Some Arguments for
Tiered Water Pricing
by Robert E. Ulanowicz, Ph.D.
Statement to the League of Women Voters in Orlando, 2017
| AN INEVITABLE Tragedy of the Commons occurs when a necessary resource becomes available free of cost to a community. Ladies & Gentlemen, this tragedy is unfolding as I speak – right beneath our feet!
Most in this room pay a delivery fee to an urban utility for their water. But the gross majority of water from our aquifer is pumped without cost by agriculture, industry and rural homeowners. Theoretically, withdrawals are regulated by consumptive use permits and minimum flow levels, which in reality are political footballs. Anyone with sufficient resources and power can subvert these controls. Our newspapers are full of examples.
We necessarily struggle to improve the efficiency of water use, but such measures are overwhelmed by increased demands. We are increasingly pumping brackish water in numerous coastal areas, a situation that is practically irreversible. Desalinization is too costly to support agriculture and industry. Absent a new course, Florida is doomed to become a dry-island Caribbean economy! (No exaggeration!)

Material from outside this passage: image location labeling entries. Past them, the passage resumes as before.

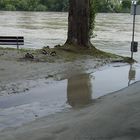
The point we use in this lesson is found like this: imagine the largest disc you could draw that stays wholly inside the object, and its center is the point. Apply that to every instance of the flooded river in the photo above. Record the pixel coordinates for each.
(113, 34)
(113, 31)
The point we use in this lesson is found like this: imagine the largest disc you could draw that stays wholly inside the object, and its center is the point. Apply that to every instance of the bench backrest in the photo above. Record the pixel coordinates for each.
(11, 40)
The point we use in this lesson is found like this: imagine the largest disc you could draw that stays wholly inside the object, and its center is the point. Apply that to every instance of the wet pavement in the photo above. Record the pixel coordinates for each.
(50, 96)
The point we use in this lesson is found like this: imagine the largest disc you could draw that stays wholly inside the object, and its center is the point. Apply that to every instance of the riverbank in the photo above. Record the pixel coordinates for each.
(19, 75)
(112, 117)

I submit the only solution to this growing tragedy is to remove regulation from the political arena. Experiments in Florida with tiered water charges have proven to cut consumption astoundingly. Effective control can be restored only by a combination of full-scale monitoring, capping of regional withdrawals and equitable tiered universal charges. It’s almost too late. We require a dramatic, new direction – now!